Perched head down on the lower trunks of coconut palms on the Fijian island of Rotuma, the skink Emoia oriv uses its vantage point to scan the ground for worms, insects and other prey. Coppery brown with lime green sides, this small reptile is a common sight on Rotuma yet remarkably it was only described and given a scientific name a few months ago by George Zug, a herpetologist at the Smithsonian’s National Museum of Natural History in Washington, D.C.

Emoia oriv, in fact, is one of four skinks Zug has helped name and describe in the past year, the others are Emoia mokolahi, a skink from Tonga; and Smoia tuitarere and Emoia tuitarerea, two skinks from the Cook Islands in the south-central Pacific.

Recently Smithsonianscience.org took the opportunity to ask Dr. Zug a few questions about skinks.

Image above: The newly-named skink Emoia oriv from the Fijian island of Rotuma. (Photo by Paddy Ryan)

Q. Just what is a skink?

A. A lizard. A member of the Scincoformata group of lizards, which includes night lizards, girdled lizards, plated lizards and skinks.

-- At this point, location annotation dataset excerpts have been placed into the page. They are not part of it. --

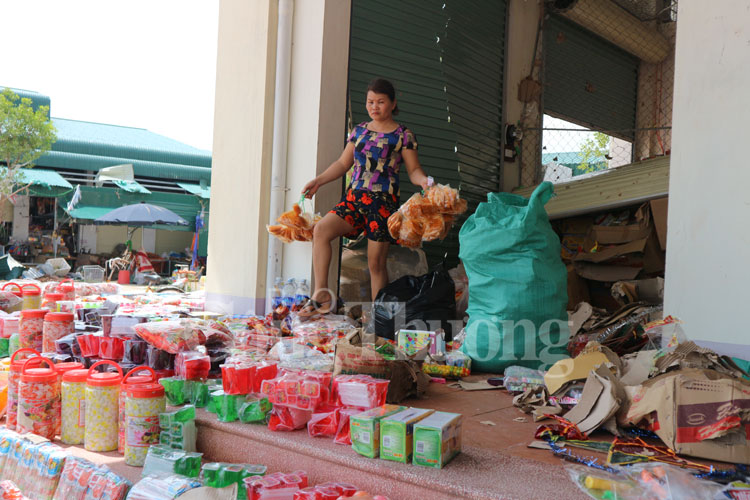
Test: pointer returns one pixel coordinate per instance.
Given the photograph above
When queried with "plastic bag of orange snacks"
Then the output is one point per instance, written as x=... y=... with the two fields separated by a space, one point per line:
x=294 y=225
x=426 y=218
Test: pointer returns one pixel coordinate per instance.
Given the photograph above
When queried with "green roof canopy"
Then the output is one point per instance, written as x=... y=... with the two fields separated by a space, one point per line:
x=43 y=182
x=196 y=189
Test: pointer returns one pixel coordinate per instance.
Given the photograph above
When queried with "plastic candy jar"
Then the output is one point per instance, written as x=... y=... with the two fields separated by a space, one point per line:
x=102 y=393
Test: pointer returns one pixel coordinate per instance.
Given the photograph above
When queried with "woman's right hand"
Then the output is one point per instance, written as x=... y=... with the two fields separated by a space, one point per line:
x=311 y=188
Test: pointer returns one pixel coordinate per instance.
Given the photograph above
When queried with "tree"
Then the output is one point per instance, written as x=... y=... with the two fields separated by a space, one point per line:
x=593 y=152
x=25 y=135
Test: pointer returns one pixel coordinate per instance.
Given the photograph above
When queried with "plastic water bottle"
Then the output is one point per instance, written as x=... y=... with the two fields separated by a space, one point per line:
x=288 y=293
x=303 y=293
x=276 y=292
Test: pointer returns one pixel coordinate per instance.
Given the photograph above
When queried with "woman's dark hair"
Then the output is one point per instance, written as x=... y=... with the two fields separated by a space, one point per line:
x=383 y=86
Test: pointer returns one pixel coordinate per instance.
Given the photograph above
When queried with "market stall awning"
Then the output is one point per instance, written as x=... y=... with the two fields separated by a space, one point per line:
x=84 y=212
x=43 y=182
x=196 y=189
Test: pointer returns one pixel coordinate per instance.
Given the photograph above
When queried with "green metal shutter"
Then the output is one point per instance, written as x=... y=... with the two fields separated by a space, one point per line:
x=587 y=79
x=446 y=61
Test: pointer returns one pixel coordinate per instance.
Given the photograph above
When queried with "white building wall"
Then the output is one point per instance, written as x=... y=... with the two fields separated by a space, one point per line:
x=707 y=272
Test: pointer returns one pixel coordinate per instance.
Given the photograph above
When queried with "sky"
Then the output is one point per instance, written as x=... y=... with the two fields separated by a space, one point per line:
x=140 y=63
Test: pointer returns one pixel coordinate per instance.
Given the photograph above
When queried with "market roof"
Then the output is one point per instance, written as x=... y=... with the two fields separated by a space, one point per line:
x=43 y=182
x=196 y=189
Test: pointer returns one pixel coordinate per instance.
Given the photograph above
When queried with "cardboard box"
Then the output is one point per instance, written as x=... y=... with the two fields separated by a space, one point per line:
x=659 y=216
x=615 y=235
x=397 y=432
x=437 y=439
x=701 y=413
x=365 y=429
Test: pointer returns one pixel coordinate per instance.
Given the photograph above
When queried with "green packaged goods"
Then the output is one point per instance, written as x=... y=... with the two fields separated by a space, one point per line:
x=437 y=439
x=396 y=433
x=365 y=429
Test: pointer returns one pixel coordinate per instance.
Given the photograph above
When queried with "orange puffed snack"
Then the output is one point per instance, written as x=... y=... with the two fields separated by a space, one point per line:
x=394 y=224
x=294 y=225
x=426 y=218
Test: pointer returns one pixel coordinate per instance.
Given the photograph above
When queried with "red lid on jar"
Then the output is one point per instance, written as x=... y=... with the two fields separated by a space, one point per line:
x=34 y=313
x=62 y=317
x=44 y=375
x=30 y=289
x=106 y=379
x=75 y=376
x=68 y=366
x=144 y=390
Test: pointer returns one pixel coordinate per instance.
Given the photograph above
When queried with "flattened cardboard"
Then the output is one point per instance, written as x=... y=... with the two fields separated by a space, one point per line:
x=612 y=252
x=624 y=234
x=659 y=215
x=701 y=413
x=569 y=369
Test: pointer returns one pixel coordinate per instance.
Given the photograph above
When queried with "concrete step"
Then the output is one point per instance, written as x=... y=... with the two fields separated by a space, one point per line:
x=476 y=473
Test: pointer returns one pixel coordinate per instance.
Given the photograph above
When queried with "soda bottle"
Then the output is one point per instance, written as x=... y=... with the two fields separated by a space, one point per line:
x=276 y=292
x=303 y=293
x=288 y=292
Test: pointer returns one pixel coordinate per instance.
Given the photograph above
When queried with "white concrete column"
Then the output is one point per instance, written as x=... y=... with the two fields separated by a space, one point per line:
x=707 y=274
x=240 y=176
x=317 y=113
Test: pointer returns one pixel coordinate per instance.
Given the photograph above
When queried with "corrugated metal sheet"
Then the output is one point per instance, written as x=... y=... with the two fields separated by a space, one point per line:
x=588 y=79
x=74 y=161
x=618 y=187
x=445 y=58
x=473 y=64
x=101 y=139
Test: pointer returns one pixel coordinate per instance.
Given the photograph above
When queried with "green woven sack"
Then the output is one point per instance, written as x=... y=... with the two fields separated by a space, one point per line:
x=517 y=284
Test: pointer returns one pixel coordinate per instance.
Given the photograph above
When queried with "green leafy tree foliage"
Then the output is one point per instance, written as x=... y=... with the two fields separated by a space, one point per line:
x=593 y=152
x=25 y=135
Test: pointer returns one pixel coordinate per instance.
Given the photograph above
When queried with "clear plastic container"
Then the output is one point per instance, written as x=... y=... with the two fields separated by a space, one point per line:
x=143 y=404
x=102 y=394
x=73 y=414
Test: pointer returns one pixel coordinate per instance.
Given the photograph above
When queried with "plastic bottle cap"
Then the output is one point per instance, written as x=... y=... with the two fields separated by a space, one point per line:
x=138 y=380
x=75 y=376
x=34 y=313
x=47 y=375
x=68 y=366
x=144 y=390
x=61 y=317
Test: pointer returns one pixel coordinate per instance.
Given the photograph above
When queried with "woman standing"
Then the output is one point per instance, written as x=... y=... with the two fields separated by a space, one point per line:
x=376 y=149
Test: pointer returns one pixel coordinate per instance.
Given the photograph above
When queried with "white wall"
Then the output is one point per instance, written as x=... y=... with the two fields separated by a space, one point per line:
x=707 y=274
x=240 y=173
x=317 y=112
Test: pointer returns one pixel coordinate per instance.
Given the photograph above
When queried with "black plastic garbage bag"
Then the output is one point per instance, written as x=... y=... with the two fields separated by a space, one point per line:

Almost all skinks have smooth, shiny scales and generally robust, cylindrical bodies with moderately short limbs. Their tail length is usually equal to or greater than, as much as 150 percent, of the animal’s snout-vent length. [Snout-vent length, or SNV, is a standard measurement for reptiles equivalent to the distance from the tip of the animal’s snout to the vent opening of its cloaca, or cavity containing its intestinal, urinary and regenerative canal openings). Skink heads are usually slightly larger than their necks, oval when seen from above and topped with larger scales.

Skink colors are variable. Our east coast species have a black background and white stripes. The heads in males may be reddish brown; young have blue tails. A dark background and light longitudinal stripes is common throughout the world of skinks. However, there are gray skinks, brown ones (in these the tail is often orange to red), and green (from dull to bright).

Image above: Lined writhing skink (Lygosoma lineata) from Myanmar (Photo by George Zug).

Q. How many species of skink are known?

A. Presently there are more than 5,600 species of lizards. Of these skinks number more than 1,510 species.

Q. What do skinks eat?

A. Most are insectivorous, insectivorous in the broad sense that they will eat any invertebrate. Some are carnivores that will eat any prey item they can catch, subdue and swallow. Some skinks prey on other lizards and small snakes. A few are herbivores.

Q. How large do skinks get?

A. Most are small, less than 5.12 inches snout-vent length and 9.8 inches total length. At the moment, the largest species that come to mind are the Solomon Islands prehensile tail skink: 13.8 inches snout-vent length and 31 inches total length; and the Australian blue-tongues [several species] which grow to 8 – 11.8 inches snout-vent length and 13.7 to 19.5 inches total length.

Q. How long have skinks lived on earth?

A. Since the mid to late Jurassic or roughly 160 to 170 million years.

Image above: Eutropis multifasciata also known as the East Indian brown mabuya, or common sun skink (Photo courtesy George Zug)

Q. What unusual behavior do skinks exhibit?

A. The skinks that I study are not particularly exciting in behavior or appearance. Although one of the Burmese species that I have been gathering data on is a live-bearer [its young are born alive and are not hatched from eggs]. There are a fair number of live-bearing skinks and many of them have a mammalian type placenta.

Q. Please describe an average day in life of a skink.

A. Awake. Forage. Rest. Forage. Sleep.

Q. What eats skinks?

A. With more than one thousand species and worldwide in distribution, skinks have a multitude of predators. Birds, and not just hawks and owls. Snakes, where skinks are plentiful and diverse, some snake species specialize on skinks. One of the legless geckos specializes on skinks and has evolved a hinged lower jaw and folding teeth so that when it bites/grabs a skink, the head and lower jaw close like a ratchet-pliers and lock around the body of the skink.